With multi-host HTTP client, stop after trying all the addresses#4272
Conversation
|
java tests failed with "Build timed out (after 400 minutes). Marking the build as aborted." |
|
run java8 tests |
|
run integration tests |
|
I think the default value was set to 60s in this pull request, but there was a conflicting PR #4235 merged before merging this PR hence the problem was not captured by the CI. I am not sure if we should break the loop after retrying all the hosts or shall we just honor to the request timeout that the user sets. We can adjust the request timeout for our tests. we can continue the discussion in #4272 The motivation of having request timeout is that pulsar client should be honored to request timeout and the cli should try to do retries before request timeout. so I think the right fix is to fix the default value or change the default value for tests as it is a side effort introduced by #4235 |
|
If the change is to keep the original behavior for one host, I am fine with reverting the behavior back for one host. However based on my conversations with pulsar admin users, I would prefer keeping the behavior for multi-hosts as keeping retries until request timeout has elapsed. |
Considering that the async path is completely broken now for multi-host, this could be fixed at same time in subsequent PR. |
I don't think it is "broken". "multi-host" is an incomplete feature anyway. |
Sure, I mean it's not working in the current form. This PR was merged and I don't see any plan to add it for async path. I just discovered this by chance.. I guess it would have gone out otherwise. |
There is a multi-tasks master issue for tracking all the multi-hosts features #3218. The only completed task is the java client. If you are interested in this feature, you should just follow the master issue. |
I'm not interested in this feature but these kind of problems should have been caught in the PR review time. This is not the first time something (perfectly avoidable) like this went in that broke master or production. |
I have explained at my first comment. The PR passed all the integration tests which didn't break master. The problem was that there are two concurrent merges, one set the default value to 5 minutes, one introduced multi-hosts feature. Such a problem can still happen if there are concurrent merges based on current CI pipeline, unless we add some sort of merge queues before merging. |
|
I know about that, but still the PR had 2 problems:
|
|
run java8 tests |
|
Again, I'm not talking about the merge problem. There's no easy solution for that and, thankfully is not something that comes up very frequently. |
Sure. I have agreed with you on that. I am fine with changing the behavior back for single-host URL.
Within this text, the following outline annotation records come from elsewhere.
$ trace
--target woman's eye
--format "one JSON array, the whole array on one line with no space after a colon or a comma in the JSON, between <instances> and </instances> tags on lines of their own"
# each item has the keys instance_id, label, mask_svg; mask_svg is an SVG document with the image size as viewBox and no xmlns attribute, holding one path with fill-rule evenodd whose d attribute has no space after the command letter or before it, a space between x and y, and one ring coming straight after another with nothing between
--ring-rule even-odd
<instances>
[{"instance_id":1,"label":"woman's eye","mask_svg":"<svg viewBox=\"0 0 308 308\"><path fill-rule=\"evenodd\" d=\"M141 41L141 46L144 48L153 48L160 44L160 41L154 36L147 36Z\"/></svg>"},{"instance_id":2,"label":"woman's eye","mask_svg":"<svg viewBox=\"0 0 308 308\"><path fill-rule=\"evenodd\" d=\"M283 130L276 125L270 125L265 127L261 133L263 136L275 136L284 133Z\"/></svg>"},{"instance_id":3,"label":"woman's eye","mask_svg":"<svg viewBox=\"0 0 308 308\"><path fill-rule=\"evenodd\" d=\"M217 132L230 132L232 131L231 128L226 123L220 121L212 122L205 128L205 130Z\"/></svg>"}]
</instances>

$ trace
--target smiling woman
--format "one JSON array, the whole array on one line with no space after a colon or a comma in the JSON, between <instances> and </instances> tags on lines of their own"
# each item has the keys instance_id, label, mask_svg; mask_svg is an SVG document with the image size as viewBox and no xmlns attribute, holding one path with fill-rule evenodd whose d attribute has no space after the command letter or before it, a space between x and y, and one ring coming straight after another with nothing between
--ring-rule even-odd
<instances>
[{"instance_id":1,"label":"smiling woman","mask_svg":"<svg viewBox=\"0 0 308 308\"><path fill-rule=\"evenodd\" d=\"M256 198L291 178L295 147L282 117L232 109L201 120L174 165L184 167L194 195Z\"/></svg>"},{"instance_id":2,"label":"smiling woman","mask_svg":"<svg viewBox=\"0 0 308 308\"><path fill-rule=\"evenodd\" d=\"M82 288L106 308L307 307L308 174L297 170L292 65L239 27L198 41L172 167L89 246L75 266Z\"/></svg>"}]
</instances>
Explained above. The multi-host URL feature is a multi-tasks feature.
|
|
run java8 tests |
|
run java8 tests |
Motivation
The current multi-host handler for HTTP request in pulsar-client-admin (from #4018) is going into an infinite loop of retries when there is a failure, up to the request timeout (of 5min).
We need to break it immediately after having tried all the addresses.
This is currently making tests to fail all the times on master.